Father Gavin Vaverek, pastor of St. Patrick Church in Lufkin and a canon lawyer and defender of the Bond for the diocesan Tribunal, will present a session on “Dealing Successfully with Failed Marriages” Saturday, March 25, 10 a.m.-noon in the Margil Center at Sacred Heart Church in Nacogdoches, 2508 Appleby Sand Road.

The session will offer a brief explanation of the how and why of the Church’s respect for every marriage and the processes for establishing that a failed marriage was in reality never what Christ intended marriage to be. The session will also offer the specific steps those in failed marriages can take to begin moving forward in addressing their situation with the help of the Church.

Father Vaverek said the session is part of an outreach by the diocese to encourage those in failed or irregular marriages to come forward and begin rectifying their situation by taking advantage of the diocesan Tribunal.

“Pope Francis has made a great effort to make the Tribunal more accessible to people,” he said. “Our diocese has invested a lot in our Tribunal. We have a good number of canon lawyers to serve as judges, we have no large backlog of cases, and since Pope Francis eliminated the second instance automatic appeal, we’ve basically cut in half the amount of time (a case takes) because it’s heard only by us and not by (the Tribunal in) San Antonio. So we’re in a position where we can deal with more cases than we’ve been seeing. And we can get a judgment rendered in 6-12 months instead of 18-24 months.

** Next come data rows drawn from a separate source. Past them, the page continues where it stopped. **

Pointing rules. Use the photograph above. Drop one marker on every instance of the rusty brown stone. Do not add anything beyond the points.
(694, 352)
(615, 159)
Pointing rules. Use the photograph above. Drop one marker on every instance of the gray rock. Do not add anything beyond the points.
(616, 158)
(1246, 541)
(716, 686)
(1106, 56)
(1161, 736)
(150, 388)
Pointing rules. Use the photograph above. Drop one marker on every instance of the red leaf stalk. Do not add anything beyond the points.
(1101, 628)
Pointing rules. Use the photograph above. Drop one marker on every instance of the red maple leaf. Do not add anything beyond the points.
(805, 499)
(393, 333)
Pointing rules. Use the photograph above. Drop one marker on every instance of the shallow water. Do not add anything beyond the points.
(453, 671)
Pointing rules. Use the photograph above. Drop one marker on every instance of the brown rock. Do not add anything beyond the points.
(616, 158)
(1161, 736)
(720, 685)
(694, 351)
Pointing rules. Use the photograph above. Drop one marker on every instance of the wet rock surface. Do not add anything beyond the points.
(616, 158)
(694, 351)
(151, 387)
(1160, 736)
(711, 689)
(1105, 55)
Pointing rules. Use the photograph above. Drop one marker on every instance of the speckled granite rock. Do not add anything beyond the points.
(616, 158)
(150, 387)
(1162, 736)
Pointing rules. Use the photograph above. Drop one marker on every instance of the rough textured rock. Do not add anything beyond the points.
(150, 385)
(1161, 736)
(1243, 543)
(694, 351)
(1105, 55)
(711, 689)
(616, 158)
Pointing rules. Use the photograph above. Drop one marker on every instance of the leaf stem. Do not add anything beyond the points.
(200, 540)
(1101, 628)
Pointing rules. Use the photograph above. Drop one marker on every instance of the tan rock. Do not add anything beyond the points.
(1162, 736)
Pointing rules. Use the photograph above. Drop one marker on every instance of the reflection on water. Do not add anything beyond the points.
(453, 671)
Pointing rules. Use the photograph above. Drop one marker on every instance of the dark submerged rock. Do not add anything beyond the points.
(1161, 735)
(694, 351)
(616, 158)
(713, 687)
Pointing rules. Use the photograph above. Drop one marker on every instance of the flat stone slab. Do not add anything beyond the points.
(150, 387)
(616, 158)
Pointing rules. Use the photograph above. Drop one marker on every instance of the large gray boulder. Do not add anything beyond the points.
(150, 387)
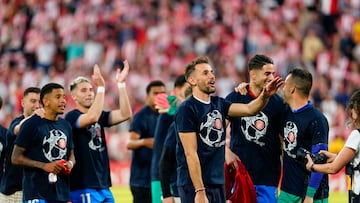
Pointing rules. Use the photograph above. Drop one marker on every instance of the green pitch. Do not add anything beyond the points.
(122, 194)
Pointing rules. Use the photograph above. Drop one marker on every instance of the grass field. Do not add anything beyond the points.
(123, 195)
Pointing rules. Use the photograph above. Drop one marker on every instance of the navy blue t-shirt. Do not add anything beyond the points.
(45, 141)
(303, 128)
(256, 139)
(144, 124)
(162, 126)
(92, 168)
(11, 180)
(170, 144)
(207, 120)
(3, 143)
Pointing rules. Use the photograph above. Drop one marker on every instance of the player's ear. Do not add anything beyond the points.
(191, 80)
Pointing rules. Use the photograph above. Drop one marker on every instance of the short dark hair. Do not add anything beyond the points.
(354, 103)
(190, 68)
(31, 90)
(302, 80)
(155, 83)
(258, 61)
(48, 88)
(180, 81)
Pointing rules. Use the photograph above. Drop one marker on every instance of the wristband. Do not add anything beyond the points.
(100, 89)
(200, 189)
(121, 84)
(71, 164)
(312, 167)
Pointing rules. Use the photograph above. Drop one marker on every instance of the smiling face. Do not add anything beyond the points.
(288, 89)
(203, 78)
(261, 77)
(30, 103)
(55, 102)
(83, 95)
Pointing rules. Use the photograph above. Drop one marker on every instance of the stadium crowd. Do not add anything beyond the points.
(53, 40)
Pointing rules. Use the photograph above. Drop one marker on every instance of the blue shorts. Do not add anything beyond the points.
(92, 196)
(215, 193)
(266, 194)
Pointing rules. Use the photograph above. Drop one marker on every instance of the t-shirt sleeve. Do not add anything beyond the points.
(319, 128)
(104, 119)
(353, 140)
(137, 125)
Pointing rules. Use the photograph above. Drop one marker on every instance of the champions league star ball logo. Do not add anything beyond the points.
(54, 145)
(96, 142)
(254, 127)
(290, 134)
(213, 128)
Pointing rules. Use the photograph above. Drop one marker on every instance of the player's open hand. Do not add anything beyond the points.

“So we’ve been putting in place the steps to be able to do some outreach to invite people to consider it,” he said.

The session also is intended to correct the various misunderstandings of the Tribunal and marriage process that are so common.

“Practically, we find continually that people have a lot of misconceptions about the process,” Father Vaverek said. “There are people who think that because they’re divorced, they can’t go to Communion. That’s not the issue. The issue is whether they’re divorced and remarried. And sometimes that can be dealt with fairly readily. Sometimes it’s a longer process, but it’s not as long as it used to be.”

The issue of rectifying marriages within the Church has a direct bearing on the faith lives of Catholics.

“As Bishop (Álvaro) Corrada told a cardinal in France when the cardinal had commented about how, in the United States, ‘they’re so crazy about annulments,’ Catholics in the United States want to live their faith. They want to attend Mass and receive Communion.

“Religious practice is higher here than anywhere else in the developed world,” Father Vaverek said. “People want to be able to participate, including in the celebration of the Eucharist. Our culture comes from a very legalistic, law-and-order tradition, and, unlike in Europe where people aren’t necessarily so constrained by this, our people will allow themselves to be kept from this full and active participation by their situation. So if we can relieve them of that barrier, then it’s our obligation to do everything we can to restore them to the full practice of their faith.”

The session is aimed at those who work in Christian Initiation and encounter people with marriage issues “so that they have good information and can accurately help those they encounter,” he said.

“And, hopefully, we’ll also attract couples or individuals who have these issues in their lives and who have been hesitant to talk to their local priest about them.”

Whatever the individual or couple’s situation is, Father Vaverek stressed that “we have a number of well-trained and experienced people who can help. We want to help as many people as possible correct their situations so that they can return to a full life in the sacraments.”

The session is free, and no registration is required.